I don't normally go here but I have to call total bs on that. Ethernet signals on twisted pair are differential signals that cancel the induced noise due to wire twist. Because one wire has to go high and the other goes low an interference signal on the pair doesn't cause a false input. The twist makes the two wires act like one so it just becomes common mode noise. In noisy situations where the induced interference is bad enough the answer is shielded twisted pair instead of UTP. In the worst of cases optically isolated repeaters are used on both ends that isolate the ground entirely. But those devices are not really for signal cleanup, but for transient removal and lightening effects on systems with multiple ground stakes and propagating wave effects. There are also lightening and transient arrestors that use tube technology, but again they don't clean up signal loss, just protect equipment. Any worse than that and you need fiber optics, which had already become economically viable before the repeater installation. But in real world we are talking close proximity arc welder type interference to even need the STP. When you go to STP the ideal is that the shield acts like an antenna and shunts it to ground. Again because the ground shunts the signal any float up is negated as long as you have a good ground. Any ripple on the ground just becomes common mode noise again which doesn't really do anything. If there is measurable voltage flux on ground reference you have a bad ground network. In my past life I not only installed, but fully verified cables in commercial/industrial applications. Cable verification required zero packet loss over gigabytes of data being sent/received and verified. Unless the cable itself was messed up being made, zero packet loss is required for cable certification. Any packet loss on a short ethernet run means you have a bad cable or port. No additional devices should be needed for all effects zero data loss on a wired lan network and something is wrong if you are getting measurable amounts of it at all. The internet or wireless are another discussion entirely, but wired ethernet lan in spec is rock solid. Even if a problem occurs due to some rough solar flair or local EMP blast (that doesn't somehow blow up your computer) the TCP stack takes care of it automatically and any UDP implementations worth their salt will at least run some sort of CRC and dump the packet.
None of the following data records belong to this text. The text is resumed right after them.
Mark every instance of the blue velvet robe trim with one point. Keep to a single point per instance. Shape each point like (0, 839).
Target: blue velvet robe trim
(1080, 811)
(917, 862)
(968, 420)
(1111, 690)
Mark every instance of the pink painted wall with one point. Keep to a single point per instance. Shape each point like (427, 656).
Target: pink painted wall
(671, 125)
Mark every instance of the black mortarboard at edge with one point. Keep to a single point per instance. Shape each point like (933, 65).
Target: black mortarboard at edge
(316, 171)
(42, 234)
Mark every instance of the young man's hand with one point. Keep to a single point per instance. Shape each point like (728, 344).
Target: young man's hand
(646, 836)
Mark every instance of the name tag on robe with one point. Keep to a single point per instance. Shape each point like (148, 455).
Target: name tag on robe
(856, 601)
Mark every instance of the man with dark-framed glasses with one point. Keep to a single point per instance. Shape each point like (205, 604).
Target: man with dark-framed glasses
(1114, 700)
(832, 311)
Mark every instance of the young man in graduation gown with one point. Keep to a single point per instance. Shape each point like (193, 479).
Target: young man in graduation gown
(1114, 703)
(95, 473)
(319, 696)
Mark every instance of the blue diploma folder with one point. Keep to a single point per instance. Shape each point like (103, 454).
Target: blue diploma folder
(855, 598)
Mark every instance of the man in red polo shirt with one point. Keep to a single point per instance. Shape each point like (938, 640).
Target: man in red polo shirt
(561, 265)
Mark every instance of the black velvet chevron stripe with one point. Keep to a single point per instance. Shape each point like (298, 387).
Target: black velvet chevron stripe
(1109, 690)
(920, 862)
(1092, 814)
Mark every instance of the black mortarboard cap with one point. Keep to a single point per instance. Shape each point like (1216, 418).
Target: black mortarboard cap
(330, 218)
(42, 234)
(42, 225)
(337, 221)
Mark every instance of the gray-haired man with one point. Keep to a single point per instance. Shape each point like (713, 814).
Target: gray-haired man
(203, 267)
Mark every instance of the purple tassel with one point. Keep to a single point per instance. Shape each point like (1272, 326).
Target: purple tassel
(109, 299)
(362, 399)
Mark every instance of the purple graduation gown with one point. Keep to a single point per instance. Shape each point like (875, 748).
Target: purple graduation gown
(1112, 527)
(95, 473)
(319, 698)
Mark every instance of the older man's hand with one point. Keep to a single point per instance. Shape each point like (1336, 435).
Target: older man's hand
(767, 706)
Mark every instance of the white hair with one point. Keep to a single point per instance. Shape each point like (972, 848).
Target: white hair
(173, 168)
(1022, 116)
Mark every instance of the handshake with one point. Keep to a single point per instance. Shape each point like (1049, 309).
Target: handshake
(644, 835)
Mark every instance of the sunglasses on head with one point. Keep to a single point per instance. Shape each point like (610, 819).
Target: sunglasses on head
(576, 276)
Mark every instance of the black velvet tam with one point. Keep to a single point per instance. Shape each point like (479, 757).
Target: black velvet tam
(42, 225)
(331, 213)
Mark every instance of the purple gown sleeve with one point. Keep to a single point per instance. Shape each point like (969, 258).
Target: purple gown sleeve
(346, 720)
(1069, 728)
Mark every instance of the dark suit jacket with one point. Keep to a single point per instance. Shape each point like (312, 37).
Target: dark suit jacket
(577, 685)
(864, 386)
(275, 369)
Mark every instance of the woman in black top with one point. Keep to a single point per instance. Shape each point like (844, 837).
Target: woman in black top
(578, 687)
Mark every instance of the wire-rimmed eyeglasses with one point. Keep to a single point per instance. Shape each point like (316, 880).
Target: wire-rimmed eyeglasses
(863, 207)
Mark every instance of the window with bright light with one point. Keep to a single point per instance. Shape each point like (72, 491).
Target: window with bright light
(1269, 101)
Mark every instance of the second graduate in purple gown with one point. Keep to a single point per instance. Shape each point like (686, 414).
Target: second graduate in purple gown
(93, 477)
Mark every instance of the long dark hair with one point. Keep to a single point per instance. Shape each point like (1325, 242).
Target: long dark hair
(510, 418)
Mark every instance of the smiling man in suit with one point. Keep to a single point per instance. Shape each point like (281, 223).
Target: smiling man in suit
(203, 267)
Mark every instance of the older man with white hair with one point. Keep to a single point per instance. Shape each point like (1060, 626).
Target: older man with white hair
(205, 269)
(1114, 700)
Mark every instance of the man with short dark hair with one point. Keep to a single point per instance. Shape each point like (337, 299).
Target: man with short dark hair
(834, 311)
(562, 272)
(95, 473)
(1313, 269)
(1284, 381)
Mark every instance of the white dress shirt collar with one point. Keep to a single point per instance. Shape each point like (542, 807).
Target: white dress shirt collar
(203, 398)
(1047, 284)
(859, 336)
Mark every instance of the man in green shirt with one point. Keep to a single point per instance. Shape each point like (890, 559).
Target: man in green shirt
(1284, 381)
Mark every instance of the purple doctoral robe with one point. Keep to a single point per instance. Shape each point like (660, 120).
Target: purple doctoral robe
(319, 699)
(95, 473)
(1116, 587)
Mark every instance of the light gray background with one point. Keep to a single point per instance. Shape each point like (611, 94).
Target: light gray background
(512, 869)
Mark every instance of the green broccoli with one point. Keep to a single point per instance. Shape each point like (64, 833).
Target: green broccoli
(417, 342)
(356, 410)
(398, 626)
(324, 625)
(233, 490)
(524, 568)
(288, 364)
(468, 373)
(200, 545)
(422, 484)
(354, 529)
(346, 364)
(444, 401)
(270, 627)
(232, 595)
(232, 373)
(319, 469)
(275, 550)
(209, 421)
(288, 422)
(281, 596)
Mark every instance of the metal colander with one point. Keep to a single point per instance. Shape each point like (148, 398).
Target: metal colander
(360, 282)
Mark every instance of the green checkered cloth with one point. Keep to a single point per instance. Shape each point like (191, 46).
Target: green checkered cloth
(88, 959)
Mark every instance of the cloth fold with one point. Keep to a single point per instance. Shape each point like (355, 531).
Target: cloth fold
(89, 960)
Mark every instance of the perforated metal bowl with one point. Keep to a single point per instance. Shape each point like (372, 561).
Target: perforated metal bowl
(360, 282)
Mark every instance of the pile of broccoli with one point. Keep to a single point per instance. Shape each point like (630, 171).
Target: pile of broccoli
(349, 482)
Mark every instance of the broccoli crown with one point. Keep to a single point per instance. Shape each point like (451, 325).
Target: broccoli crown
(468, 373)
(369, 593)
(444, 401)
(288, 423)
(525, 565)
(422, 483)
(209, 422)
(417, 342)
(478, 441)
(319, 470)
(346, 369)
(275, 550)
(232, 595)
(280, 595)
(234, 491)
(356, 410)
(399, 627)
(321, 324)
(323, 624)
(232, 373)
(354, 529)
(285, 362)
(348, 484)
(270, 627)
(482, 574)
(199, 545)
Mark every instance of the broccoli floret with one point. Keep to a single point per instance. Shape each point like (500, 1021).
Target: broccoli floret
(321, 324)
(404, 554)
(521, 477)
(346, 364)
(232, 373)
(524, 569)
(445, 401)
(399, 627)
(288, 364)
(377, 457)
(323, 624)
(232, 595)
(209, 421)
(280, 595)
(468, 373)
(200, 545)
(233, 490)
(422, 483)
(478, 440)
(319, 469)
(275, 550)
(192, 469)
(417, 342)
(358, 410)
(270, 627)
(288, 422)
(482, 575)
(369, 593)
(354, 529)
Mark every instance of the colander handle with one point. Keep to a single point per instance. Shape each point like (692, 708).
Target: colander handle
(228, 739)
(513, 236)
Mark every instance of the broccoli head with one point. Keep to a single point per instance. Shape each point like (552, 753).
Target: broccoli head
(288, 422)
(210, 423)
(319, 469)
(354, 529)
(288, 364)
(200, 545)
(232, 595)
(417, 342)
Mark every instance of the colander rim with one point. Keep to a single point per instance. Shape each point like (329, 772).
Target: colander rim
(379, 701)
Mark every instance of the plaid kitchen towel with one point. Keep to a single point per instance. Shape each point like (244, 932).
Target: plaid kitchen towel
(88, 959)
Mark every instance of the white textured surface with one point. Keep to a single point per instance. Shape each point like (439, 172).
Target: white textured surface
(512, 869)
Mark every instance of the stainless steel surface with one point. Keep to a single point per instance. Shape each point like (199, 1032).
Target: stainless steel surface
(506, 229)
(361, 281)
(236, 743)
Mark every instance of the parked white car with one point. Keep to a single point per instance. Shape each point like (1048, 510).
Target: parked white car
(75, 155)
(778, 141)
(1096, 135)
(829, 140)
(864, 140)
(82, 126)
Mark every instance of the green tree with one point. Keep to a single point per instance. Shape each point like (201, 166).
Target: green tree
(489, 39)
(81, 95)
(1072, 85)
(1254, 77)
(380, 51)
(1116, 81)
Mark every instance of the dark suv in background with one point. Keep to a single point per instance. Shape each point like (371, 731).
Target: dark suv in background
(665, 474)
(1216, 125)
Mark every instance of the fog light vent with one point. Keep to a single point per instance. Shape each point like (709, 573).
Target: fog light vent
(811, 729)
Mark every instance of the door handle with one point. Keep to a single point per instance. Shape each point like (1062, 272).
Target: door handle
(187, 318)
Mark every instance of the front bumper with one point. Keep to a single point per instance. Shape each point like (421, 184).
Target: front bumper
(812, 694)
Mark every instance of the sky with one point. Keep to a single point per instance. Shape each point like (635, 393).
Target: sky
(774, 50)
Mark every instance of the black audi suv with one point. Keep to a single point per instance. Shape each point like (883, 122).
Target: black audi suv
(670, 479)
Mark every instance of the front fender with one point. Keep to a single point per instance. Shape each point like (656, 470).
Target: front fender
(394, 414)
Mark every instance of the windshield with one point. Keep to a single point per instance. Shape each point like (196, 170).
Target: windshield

Magnetic isolation transformers aren't a bad idea, but as the are almost always a hardware implementation and usually only in industrial and/or medical devices where some level of EMI Immunity has to be certified.
For all given points, in a normal residential application, that level of EMI is first off not going to be present. If you are worried about it use verified STP cables on your ethernet and make sure that at least one side has a grounded port. Even then in most cases it probably won't improve your audio stream considering the data is buffered on the playing device and any bad packets would have been discarded and resent long before the music is being played.